Assume $X$ has a symmetric $\mathrm{Beta}(\alpha,\alpha)$ distribution, where $\alpha$ is large.
Can we give strong tail bounds (similar to Chernoff bounds for the binomial distribution), i.e., bounds of the form $$ \Pr\Bigl[\bigl|X-E[X]\bigr| \ge t \Bigr] \le \text{some small function of $t$ and $\alpha$?} $$
Of course, one can use Chebychev's inequality, but intuition says, stronger bounds should be obtainable. Also numerical experiments suggest that a bound of the form $e^{-C\cdot \alpha}$ holds.
Attempts: It is known that for $\alpha=m\in\mathbb N$, $X$ can be written as $$ X = \frac{E_1 + \cdots+ E_m}{E_1+\cdots+E_{2m}} $$ where $E_i$ are i.i.d. $\mathrm{Exp}(1)$ distributed; so $X$ can be written as a sum of variables, but they are not independent.

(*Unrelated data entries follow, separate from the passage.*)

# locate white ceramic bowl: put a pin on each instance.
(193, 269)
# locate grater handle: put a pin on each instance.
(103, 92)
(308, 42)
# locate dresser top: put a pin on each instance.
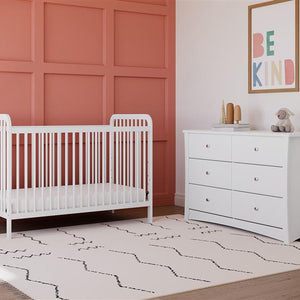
(245, 132)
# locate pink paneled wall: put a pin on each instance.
(80, 61)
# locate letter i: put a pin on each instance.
(266, 74)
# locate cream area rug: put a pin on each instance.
(135, 260)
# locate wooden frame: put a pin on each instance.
(294, 71)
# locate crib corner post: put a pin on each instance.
(8, 228)
(150, 214)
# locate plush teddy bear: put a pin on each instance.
(284, 123)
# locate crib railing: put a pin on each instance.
(50, 170)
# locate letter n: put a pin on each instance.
(255, 77)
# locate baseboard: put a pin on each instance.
(179, 199)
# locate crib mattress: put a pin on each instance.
(93, 195)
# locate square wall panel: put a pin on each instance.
(15, 30)
(73, 99)
(73, 34)
(139, 39)
(15, 97)
(134, 95)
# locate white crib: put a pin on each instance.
(56, 170)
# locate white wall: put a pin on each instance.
(212, 64)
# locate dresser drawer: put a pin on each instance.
(210, 173)
(211, 200)
(258, 179)
(258, 150)
(216, 147)
(259, 209)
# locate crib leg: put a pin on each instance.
(8, 228)
(150, 214)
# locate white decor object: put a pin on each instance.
(109, 167)
(223, 114)
(248, 180)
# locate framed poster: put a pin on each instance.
(273, 47)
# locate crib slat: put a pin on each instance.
(103, 166)
(46, 159)
(26, 170)
(53, 159)
(66, 169)
(50, 169)
(2, 165)
(33, 168)
(42, 168)
(80, 166)
(18, 170)
(117, 167)
(88, 164)
(137, 161)
(93, 169)
(124, 165)
(131, 164)
(144, 164)
(73, 167)
(58, 168)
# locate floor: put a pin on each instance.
(278, 286)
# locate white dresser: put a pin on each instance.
(249, 180)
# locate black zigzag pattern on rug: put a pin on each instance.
(106, 274)
(166, 237)
(32, 255)
(154, 225)
(130, 232)
(27, 277)
(33, 239)
(158, 265)
(11, 252)
(90, 248)
(202, 258)
(265, 242)
(198, 226)
(83, 240)
(247, 251)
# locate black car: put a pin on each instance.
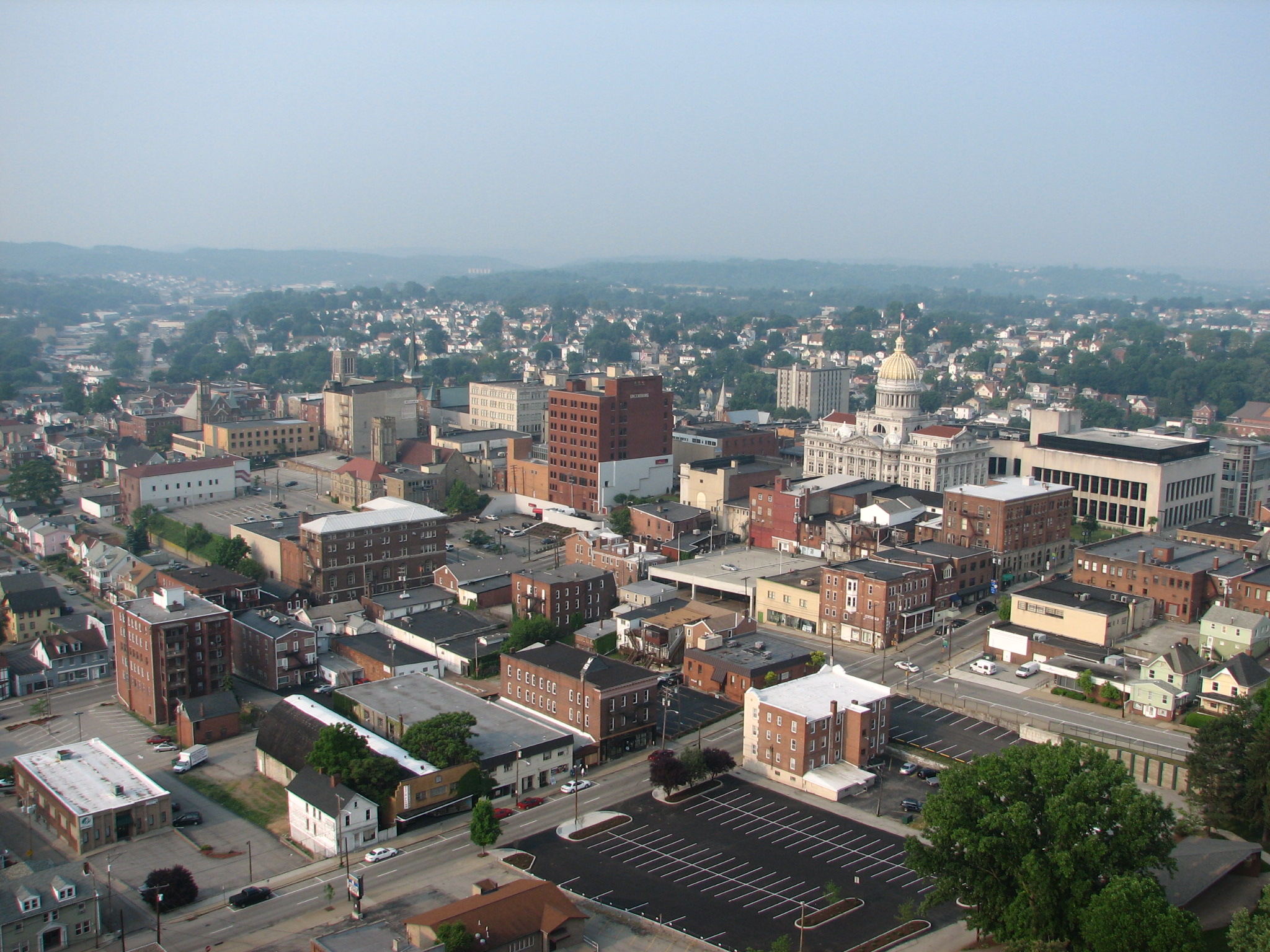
(249, 896)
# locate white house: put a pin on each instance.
(318, 806)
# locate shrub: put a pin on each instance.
(1198, 719)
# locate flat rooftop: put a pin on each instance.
(417, 697)
(1009, 489)
(86, 777)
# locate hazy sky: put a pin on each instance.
(1021, 133)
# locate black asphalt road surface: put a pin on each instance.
(946, 733)
(737, 866)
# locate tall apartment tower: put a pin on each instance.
(343, 366)
(171, 645)
(606, 442)
(818, 390)
(384, 439)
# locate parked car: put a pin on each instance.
(249, 896)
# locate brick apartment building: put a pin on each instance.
(345, 557)
(876, 603)
(214, 583)
(614, 702)
(601, 443)
(273, 650)
(797, 731)
(963, 574)
(664, 522)
(1025, 522)
(1174, 574)
(605, 551)
(169, 646)
(561, 593)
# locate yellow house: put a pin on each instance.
(790, 601)
(31, 614)
(1240, 677)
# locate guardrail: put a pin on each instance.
(1006, 718)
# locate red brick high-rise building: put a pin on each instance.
(602, 443)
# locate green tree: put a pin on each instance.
(523, 632)
(1250, 928)
(484, 829)
(695, 763)
(36, 480)
(1026, 835)
(1085, 683)
(1003, 609)
(620, 522)
(463, 498)
(337, 747)
(443, 741)
(251, 568)
(455, 937)
(374, 776)
(228, 552)
(174, 884)
(1132, 914)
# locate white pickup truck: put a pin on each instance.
(190, 758)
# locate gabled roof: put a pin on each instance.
(520, 908)
(1244, 672)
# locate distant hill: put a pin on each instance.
(246, 266)
(987, 280)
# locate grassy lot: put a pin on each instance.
(255, 799)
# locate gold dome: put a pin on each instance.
(900, 366)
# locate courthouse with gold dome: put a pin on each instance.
(895, 442)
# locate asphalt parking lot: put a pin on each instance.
(946, 733)
(737, 866)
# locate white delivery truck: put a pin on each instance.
(190, 758)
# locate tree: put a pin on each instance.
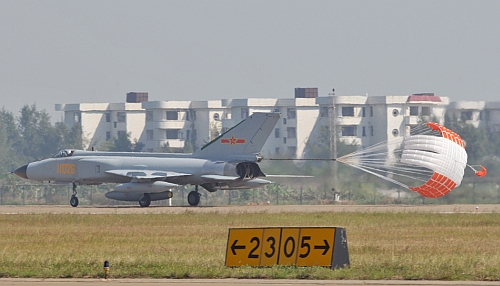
(122, 143)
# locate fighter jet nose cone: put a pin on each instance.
(21, 172)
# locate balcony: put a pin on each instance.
(170, 124)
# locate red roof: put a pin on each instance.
(431, 98)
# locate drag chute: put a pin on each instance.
(431, 154)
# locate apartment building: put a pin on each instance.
(102, 122)
(364, 120)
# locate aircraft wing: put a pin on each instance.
(146, 175)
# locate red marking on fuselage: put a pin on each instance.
(233, 141)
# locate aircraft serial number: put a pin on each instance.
(68, 169)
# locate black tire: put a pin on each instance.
(145, 201)
(73, 201)
(193, 198)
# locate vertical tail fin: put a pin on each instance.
(246, 137)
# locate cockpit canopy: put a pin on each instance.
(64, 153)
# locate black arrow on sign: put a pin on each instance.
(234, 247)
(325, 247)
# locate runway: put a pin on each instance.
(227, 282)
(444, 209)
(97, 210)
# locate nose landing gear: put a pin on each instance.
(194, 197)
(74, 200)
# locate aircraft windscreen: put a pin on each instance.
(63, 153)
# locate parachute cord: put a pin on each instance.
(480, 173)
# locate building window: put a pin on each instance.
(190, 115)
(349, 130)
(426, 111)
(323, 111)
(244, 113)
(172, 115)
(149, 134)
(173, 133)
(121, 117)
(347, 111)
(413, 110)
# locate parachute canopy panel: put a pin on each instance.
(432, 154)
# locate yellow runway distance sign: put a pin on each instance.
(299, 246)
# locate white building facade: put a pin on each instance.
(188, 125)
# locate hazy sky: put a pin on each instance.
(97, 51)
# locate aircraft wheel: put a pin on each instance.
(145, 201)
(73, 201)
(193, 198)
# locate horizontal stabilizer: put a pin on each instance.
(219, 177)
(290, 176)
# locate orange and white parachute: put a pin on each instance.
(432, 154)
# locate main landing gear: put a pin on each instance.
(74, 200)
(194, 197)
(145, 201)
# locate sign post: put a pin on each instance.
(298, 246)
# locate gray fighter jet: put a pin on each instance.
(227, 162)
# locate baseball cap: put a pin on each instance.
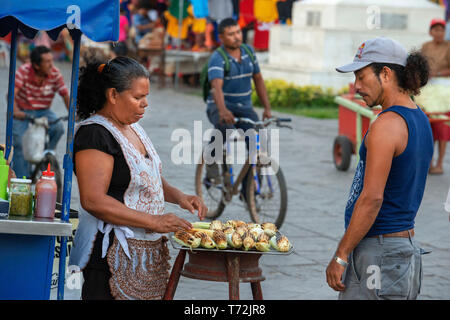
(437, 21)
(377, 50)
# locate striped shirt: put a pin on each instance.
(31, 95)
(237, 83)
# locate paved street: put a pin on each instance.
(317, 194)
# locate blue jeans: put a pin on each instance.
(20, 166)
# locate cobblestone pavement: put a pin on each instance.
(317, 195)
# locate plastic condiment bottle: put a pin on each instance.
(4, 172)
(46, 191)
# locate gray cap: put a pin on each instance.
(378, 50)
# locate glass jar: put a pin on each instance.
(20, 197)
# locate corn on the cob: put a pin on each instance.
(255, 232)
(280, 243)
(201, 225)
(234, 240)
(262, 246)
(209, 232)
(262, 237)
(186, 239)
(228, 230)
(205, 240)
(216, 225)
(269, 228)
(220, 239)
(248, 242)
(252, 225)
(241, 230)
(236, 223)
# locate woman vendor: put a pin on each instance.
(119, 243)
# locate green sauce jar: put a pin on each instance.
(20, 197)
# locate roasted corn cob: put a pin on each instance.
(216, 225)
(205, 240)
(201, 225)
(255, 232)
(280, 243)
(220, 239)
(186, 239)
(248, 242)
(269, 228)
(234, 240)
(209, 232)
(252, 225)
(262, 246)
(228, 230)
(262, 237)
(241, 230)
(236, 223)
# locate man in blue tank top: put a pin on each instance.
(377, 257)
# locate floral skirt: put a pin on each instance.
(145, 275)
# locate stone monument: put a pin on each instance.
(327, 33)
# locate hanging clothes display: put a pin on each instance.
(265, 10)
(173, 26)
(198, 24)
(174, 9)
(220, 9)
(285, 11)
(246, 13)
(200, 7)
(261, 38)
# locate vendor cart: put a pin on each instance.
(26, 244)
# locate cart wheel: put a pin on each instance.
(342, 152)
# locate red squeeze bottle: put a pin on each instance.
(46, 190)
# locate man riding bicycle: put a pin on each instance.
(35, 86)
(231, 90)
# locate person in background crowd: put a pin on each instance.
(230, 95)
(35, 86)
(120, 48)
(141, 21)
(437, 52)
(389, 181)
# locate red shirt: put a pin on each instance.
(33, 96)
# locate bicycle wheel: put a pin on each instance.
(269, 203)
(54, 165)
(211, 193)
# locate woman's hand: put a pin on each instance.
(169, 222)
(192, 203)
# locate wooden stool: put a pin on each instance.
(221, 266)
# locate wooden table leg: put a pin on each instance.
(175, 276)
(232, 261)
(256, 290)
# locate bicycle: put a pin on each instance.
(48, 156)
(263, 186)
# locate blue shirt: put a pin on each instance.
(237, 84)
(406, 181)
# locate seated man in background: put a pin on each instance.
(437, 52)
(35, 86)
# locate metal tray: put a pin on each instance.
(178, 246)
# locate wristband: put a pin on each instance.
(340, 261)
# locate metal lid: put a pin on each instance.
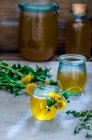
(79, 8)
(37, 6)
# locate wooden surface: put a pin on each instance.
(17, 122)
(9, 17)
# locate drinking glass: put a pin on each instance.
(38, 102)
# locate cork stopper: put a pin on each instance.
(79, 8)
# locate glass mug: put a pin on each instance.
(71, 74)
(38, 102)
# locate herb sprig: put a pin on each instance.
(10, 76)
(85, 121)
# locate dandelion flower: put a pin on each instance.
(54, 95)
(30, 87)
(27, 78)
(61, 104)
(47, 82)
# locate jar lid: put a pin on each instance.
(79, 8)
(36, 6)
(72, 59)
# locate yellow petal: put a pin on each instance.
(27, 78)
(29, 88)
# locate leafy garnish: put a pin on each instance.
(10, 76)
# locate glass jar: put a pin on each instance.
(78, 32)
(72, 72)
(38, 30)
(38, 102)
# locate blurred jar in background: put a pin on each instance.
(38, 30)
(78, 32)
(72, 73)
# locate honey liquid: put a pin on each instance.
(78, 37)
(69, 79)
(37, 105)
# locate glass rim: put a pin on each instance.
(44, 6)
(74, 59)
(44, 89)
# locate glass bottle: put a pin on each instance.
(72, 73)
(78, 32)
(38, 30)
(38, 102)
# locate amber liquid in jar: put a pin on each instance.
(38, 35)
(38, 103)
(71, 73)
(78, 34)
(72, 79)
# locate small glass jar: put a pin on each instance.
(38, 30)
(78, 31)
(72, 72)
(38, 102)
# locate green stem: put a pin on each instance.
(8, 84)
(81, 121)
(9, 68)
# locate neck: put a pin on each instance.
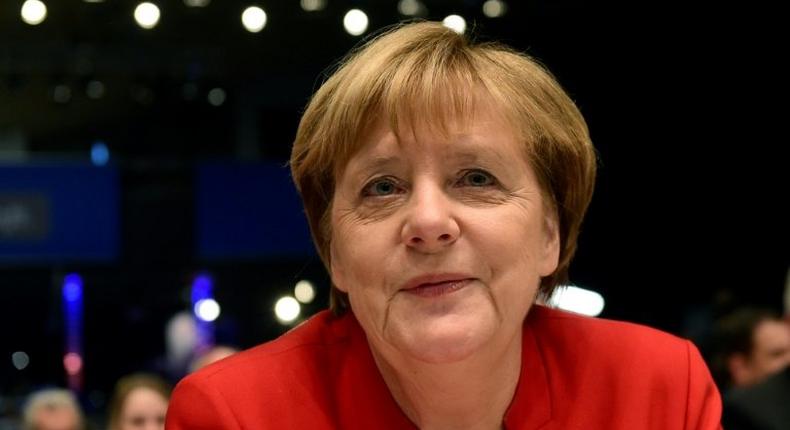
(472, 394)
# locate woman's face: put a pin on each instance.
(440, 239)
(144, 409)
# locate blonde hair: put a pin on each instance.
(50, 398)
(425, 70)
(128, 384)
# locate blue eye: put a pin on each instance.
(477, 178)
(380, 187)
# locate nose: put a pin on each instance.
(430, 225)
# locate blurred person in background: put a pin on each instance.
(215, 353)
(139, 402)
(52, 409)
(445, 183)
(750, 344)
(766, 404)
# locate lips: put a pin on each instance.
(436, 285)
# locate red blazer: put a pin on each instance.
(577, 373)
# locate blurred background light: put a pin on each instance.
(304, 291)
(355, 22)
(312, 5)
(254, 19)
(207, 309)
(20, 360)
(494, 8)
(578, 300)
(100, 154)
(72, 288)
(33, 12)
(412, 8)
(456, 23)
(287, 309)
(147, 15)
(72, 362)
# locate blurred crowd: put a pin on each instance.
(747, 349)
(139, 402)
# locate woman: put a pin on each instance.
(445, 183)
(139, 403)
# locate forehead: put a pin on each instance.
(144, 398)
(772, 332)
(479, 131)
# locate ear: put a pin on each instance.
(739, 369)
(550, 249)
(336, 268)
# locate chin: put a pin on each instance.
(441, 342)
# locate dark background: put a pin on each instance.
(685, 104)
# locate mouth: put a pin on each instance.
(436, 287)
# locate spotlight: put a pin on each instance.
(147, 15)
(254, 19)
(456, 23)
(355, 22)
(33, 12)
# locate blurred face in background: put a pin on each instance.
(61, 418)
(770, 353)
(144, 409)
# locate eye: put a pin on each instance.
(380, 187)
(477, 178)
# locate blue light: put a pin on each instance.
(100, 154)
(72, 288)
(201, 288)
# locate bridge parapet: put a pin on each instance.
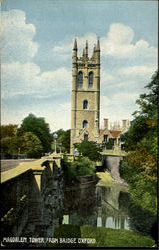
(32, 196)
(116, 152)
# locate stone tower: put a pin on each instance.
(85, 95)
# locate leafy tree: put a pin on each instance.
(89, 149)
(11, 145)
(31, 145)
(80, 167)
(38, 127)
(140, 166)
(8, 130)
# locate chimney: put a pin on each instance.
(106, 123)
(124, 123)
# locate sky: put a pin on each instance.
(37, 42)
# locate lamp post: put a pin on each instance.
(55, 138)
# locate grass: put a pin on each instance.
(106, 180)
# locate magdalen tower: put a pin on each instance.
(85, 95)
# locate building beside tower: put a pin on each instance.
(85, 112)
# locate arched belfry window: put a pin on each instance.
(80, 79)
(86, 137)
(90, 85)
(85, 124)
(85, 104)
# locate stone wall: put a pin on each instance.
(111, 163)
(32, 202)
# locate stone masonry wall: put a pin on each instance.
(32, 203)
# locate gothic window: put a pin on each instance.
(80, 79)
(86, 137)
(85, 123)
(85, 104)
(90, 85)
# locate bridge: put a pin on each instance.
(111, 161)
(32, 194)
(32, 198)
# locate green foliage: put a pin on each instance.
(81, 167)
(5, 145)
(8, 130)
(38, 127)
(109, 144)
(64, 139)
(106, 237)
(28, 144)
(31, 145)
(89, 149)
(139, 168)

Since $t^{\alpha}(1-t)^{\alpha}$ is symmetric around $t=\frac{1}{2}$, the mean of a $\text{Beta}(\alpha,\alpha)$ random variable is always $\frac{1}{2}$, and accurate approximations for your probability just come from accurate approximations of the density function around $t=\frac{1}{2}$. Assuming $X\sim\text{Beta}(\alpha,\alpha)$, $$\begin{eqnarray*}\mathbb{P}\left[\left|X-\frac{1}{2}\right|\geq t\right]&=&\frac{2\,\Gamma(2\alpha)}{\Gamma(\alpha)^2}\int_{t}^{1/2}\left(\frac{1}{4}-u^2\right)^{\alpha-1}\,du\\&=&\frac{\Gamma(2\alpha)(1-4t^2)^{\alpha-1}}{4^{\alpha-1}\Gamma(\alpha)^2}\int_{2t}^{1}\left(\frac{1-u^2}{1-4t^2}\right)^{\alpha-1}\,du\end{eqnarray*} $$ and the last integrand function can be approximated by $\exp\left(-(\alpha-1)\frac{4t(u-2t)}{1-4t^2}\right)$, leading to a Chernoff-type bound: $$\begin{eqnarray*}\mathbb{P}\left[\left|X-\frac{1}{2}\right|\geq t\right]\leq\frac{\Gamma(2\alpha)(1-4t^2)^{\alpha}}{4^{\alpha}t(\alpha-1)\Gamma(\alpha)^2}.\end{eqnarray*}$$ Since $\alpha$ is assumed to be large, another effective upper bound comes from replacing $t(1-t)$ with $\frac{1}{4}\exp\left(-(2t-1)^2\right)$, then exploiting the well-known tail bounds of the normal distribution (thanks to Mike Spivey).